In the next dozen months or so you will hear a lot about the wild blue heron and the moose and even the beaver of the Republican Party, about how impressive and regal they are, about how heavy and fearsome they are, about how intelligent and industrious they are. (If, as your imagination races ahead on the trail and you envision Mitt Romney of Massachusetts, John S. McCain of Arizona, and Bill Frist of Tennessee in your mountain menagerie, who am I to doubt your vision?) Savor the view. It is not every day you see a heron along a glacial lake, a moose on a leafy byway, a beaver in his frantic factory of leaves and branches.


But mind the round-leaved sundew, because in the Republican reaches of this forest there is an invisible and inescapable force that speaks of nature – of the nature of the Republican Party: Try and avoid it as you like, but after successful (i.e., two-term) presidencies, Republicans always nominate members of the same species, politically speaking, as their reigning leader. This may seem startling given how much the GOP has (here comes an incendiary word from the world of nature as applied to politics) evolved in the postwar period. But if you go back in geologic time (all the way back, for the purposes of this metaphor, to the turn of the last century), you will see that the Republican Party is a mix of Darwin and intelligent design.

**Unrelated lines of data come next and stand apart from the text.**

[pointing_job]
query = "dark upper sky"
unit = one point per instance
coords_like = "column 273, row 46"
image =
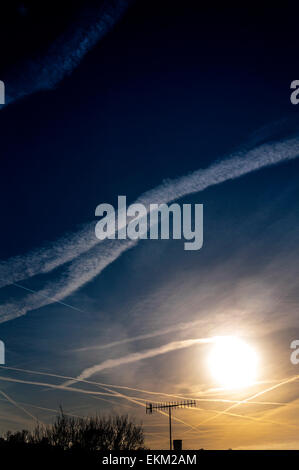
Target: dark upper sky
column 171, row 88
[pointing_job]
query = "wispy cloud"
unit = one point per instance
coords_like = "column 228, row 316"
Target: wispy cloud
column 65, row 53
column 138, row 356
column 88, row 257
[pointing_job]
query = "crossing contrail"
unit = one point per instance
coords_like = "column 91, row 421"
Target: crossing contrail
column 65, row 53
column 86, row 263
column 138, row 356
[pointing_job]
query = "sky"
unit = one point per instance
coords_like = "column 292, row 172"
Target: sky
column 186, row 103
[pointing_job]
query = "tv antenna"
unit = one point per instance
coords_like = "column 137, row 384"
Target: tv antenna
column 152, row 407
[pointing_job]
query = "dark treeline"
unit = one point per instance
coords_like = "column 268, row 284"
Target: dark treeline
column 70, row 438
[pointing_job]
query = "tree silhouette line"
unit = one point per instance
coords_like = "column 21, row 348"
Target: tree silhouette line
column 76, row 437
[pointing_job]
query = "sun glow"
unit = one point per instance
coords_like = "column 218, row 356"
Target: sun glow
column 233, row 363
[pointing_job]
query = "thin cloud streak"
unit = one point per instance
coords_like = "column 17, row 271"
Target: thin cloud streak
column 138, row 356
column 66, row 52
column 89, row 264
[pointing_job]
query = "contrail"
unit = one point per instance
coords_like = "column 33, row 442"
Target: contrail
column 66, row 52
column 147, row 392
column 267, row 390
column 13, row 402
column 138, row 356
column 154, row 334
column 89, row 264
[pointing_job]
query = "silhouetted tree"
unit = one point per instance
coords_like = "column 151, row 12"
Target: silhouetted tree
column 90, row 434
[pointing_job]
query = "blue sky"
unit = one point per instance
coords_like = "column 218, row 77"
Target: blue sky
column 163, row 95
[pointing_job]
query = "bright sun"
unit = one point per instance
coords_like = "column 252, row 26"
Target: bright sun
column 233, row 363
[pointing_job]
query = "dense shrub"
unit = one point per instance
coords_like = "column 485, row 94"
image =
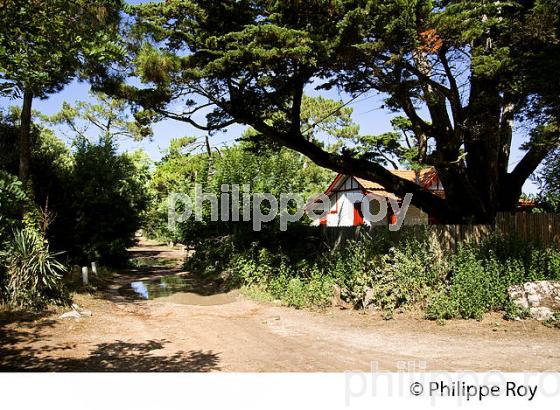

The GOP changes only after disaster and tragedy. Otherwise it becomes more like itself. The party underwent a sea change with the death of William McKinley and the ascendancy of Theodore Roosevelt, but after TR served most of two terms, the party was handed to the man Roosevelt regarded as his genetic twin, William Howard Taft. The Republicans therefore passed from Ohio rum punch to New England cider sobriety when Warren Harding died and Calvin Coolidge took over, and when that two-term period finished, the nomination fell to a member of the Harding-Coolidge junto, Herbert Hoover.


Watch how nature duplicates itself. Ronald Reagan served for two terms, followed by his own vice president of eight years, George H.W. Bush. The two big changes of the postwar years came after the disaster of Watergate (which brought on the new conservatism of Reagan) and the interruption of what the Republicans have come to regard as their natural ascendancy represented by Bill Clinton (which brought on the even newer conservatism of George W. Bush).


So what does this tell us about the period we are entering, when W is setting and when the new north star has yet to appear in the firmament?


It tells us that the Republican nomination will very likely fall not to someone with bold new ideas, not to someone with a soothing, conciliatory style, but to someone very much in the mold of the president himself, or perhaps with very close ties to him. That is the lesson of the forest, and of the round leaved sundew.


As for the Democrats, no such forest clue emerges. They are in the woods, cold, tired, wet, and scared, unsure of their compass, desperate for someone to lead them out of the wilderness.